There will be commissions and inquiries aplenty to come, so there's no point trying to guess what their conclusions will be. We'll know in due time, and we can already grasp the big picture: for the federal government, they waited too long to act on curtailing travel, had allowed our stockpile of PPE to atrophy, moved too slowly to secure more PPE and generally failed to communicate clearly and effectively with Canadians. For the provinces, our health-care system had been operating far too close to the edge for far too long, leaving it vulnerable to a disaster, and failures in the long-term-care homes in particular were devastating.
But all of us learned from this.
We had to. This has been a shared stress-test for our entire civilization. We've certainly found areas of failure that we can now fix.
And I'm hopeful we will. Not absurdly or naively optimistic, of course — we are very good at ignoring problems that will cost more to fix than we'd like to spend. But an experience like this is simply too large and all-consuming to impart no lessons. We will learn from this, even if we have to be dragged to our wisdom kicking and screaming. We may not do better next time, but we'll have no excuse not to.
So yes, that's perhaps a strange kind of hope, but it's hope all the same. All of us want to forget the worst parts of 2020 — the fear, the confusion, the anger and stress in our personal and professional lives. We are social creatures and living isolated takes a toll. There will be parts of this year that we'll all want to forget about, and the good news is, we probably will.
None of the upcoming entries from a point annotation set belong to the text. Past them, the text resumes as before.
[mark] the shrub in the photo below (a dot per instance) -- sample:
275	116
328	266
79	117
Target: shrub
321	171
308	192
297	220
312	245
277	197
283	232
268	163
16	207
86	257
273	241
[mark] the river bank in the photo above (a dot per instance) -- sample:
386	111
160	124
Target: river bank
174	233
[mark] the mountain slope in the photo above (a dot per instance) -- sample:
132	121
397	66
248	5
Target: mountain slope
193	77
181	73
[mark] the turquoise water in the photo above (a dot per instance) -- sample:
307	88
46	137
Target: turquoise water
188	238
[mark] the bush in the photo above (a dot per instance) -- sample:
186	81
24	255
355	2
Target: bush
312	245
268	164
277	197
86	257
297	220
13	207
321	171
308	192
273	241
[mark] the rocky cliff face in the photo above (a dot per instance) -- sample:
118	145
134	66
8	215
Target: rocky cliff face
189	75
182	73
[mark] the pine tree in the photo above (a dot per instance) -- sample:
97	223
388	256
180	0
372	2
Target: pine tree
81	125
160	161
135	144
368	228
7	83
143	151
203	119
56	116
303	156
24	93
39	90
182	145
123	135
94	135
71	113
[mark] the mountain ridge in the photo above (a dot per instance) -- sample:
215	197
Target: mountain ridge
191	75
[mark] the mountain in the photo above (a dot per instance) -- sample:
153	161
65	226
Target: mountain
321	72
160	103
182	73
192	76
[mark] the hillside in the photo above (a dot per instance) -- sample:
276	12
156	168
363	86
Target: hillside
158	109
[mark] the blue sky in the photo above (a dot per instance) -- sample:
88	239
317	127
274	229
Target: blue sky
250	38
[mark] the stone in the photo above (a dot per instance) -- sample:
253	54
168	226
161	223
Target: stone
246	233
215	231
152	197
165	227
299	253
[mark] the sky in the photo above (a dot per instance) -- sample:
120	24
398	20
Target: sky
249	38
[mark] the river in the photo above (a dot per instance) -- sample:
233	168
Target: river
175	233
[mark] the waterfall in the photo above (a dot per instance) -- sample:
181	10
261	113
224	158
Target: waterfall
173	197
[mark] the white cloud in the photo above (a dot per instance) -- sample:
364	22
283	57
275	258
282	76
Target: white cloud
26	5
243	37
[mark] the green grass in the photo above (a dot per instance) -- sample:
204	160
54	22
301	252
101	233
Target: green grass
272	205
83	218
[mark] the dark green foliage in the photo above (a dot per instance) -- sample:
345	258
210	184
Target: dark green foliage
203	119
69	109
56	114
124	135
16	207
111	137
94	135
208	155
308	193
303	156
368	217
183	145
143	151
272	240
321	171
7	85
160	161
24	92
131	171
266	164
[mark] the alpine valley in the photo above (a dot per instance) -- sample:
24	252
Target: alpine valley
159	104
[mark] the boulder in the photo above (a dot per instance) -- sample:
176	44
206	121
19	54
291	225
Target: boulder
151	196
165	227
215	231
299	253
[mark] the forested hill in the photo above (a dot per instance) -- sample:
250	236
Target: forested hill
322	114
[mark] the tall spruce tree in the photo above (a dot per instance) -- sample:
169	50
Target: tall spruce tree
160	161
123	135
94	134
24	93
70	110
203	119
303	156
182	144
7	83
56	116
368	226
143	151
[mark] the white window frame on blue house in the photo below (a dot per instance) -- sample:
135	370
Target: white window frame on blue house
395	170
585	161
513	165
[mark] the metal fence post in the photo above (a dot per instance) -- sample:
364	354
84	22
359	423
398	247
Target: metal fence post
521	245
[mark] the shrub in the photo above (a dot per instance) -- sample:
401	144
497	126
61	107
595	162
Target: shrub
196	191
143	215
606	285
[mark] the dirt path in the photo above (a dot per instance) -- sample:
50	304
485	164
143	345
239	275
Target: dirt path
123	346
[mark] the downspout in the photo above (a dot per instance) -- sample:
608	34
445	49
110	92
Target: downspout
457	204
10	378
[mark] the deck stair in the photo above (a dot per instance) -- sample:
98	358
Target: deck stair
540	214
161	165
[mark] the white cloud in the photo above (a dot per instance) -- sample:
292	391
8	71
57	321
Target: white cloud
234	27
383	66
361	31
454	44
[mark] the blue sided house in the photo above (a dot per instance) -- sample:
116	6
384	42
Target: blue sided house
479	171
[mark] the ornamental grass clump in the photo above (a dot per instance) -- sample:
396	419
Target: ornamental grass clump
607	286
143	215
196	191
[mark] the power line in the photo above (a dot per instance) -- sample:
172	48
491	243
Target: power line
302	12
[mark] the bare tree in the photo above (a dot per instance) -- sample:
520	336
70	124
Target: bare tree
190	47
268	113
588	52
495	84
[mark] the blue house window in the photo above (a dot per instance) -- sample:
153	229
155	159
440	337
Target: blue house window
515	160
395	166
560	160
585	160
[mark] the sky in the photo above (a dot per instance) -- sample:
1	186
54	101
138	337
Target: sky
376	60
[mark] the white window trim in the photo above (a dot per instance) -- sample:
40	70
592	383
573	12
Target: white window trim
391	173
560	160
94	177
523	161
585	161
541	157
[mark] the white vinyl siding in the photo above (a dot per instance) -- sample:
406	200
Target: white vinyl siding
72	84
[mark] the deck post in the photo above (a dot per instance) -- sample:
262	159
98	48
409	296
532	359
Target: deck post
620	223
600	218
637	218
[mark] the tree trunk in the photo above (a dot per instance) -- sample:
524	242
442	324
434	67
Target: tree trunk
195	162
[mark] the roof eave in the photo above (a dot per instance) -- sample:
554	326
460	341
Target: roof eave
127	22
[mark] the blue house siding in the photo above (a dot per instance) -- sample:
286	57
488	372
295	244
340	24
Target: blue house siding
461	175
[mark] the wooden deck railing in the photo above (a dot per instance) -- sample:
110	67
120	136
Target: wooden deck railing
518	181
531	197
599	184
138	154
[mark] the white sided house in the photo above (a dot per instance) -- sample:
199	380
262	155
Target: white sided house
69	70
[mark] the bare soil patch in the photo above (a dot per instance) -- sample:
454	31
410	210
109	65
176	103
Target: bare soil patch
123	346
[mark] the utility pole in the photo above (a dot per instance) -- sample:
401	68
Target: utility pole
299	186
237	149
Time won't heal all the wounds, but it'll take the sting and bitterness out of some of the worst memories of 2020. It won't happen right away, but it'll happen. It always does.
But the lessons will linger. The next time we hear reports of some weird new virus anywhere in the world, we'll know to start asking about airports. We'll get out the sanitizer bottles and dig the old masks out of the sock drawer or whatever spot we banish them to in a year or so. We will hopefully never be caught flat-footed for PPE, while our hospitals are routinely packed beyond capacity, ever again. An entire generation of Canadian political leadership will remember, and so will Canadians.
We'll be smarter after this. Maybe not smart enough in a dangerous world, but every little bit helps. Again, it's a strange kind of hope. But it's sincere. And it might one day save us.
A SHARED STRESS-TEST FOR OUR ENTIRE CIVILIZATION.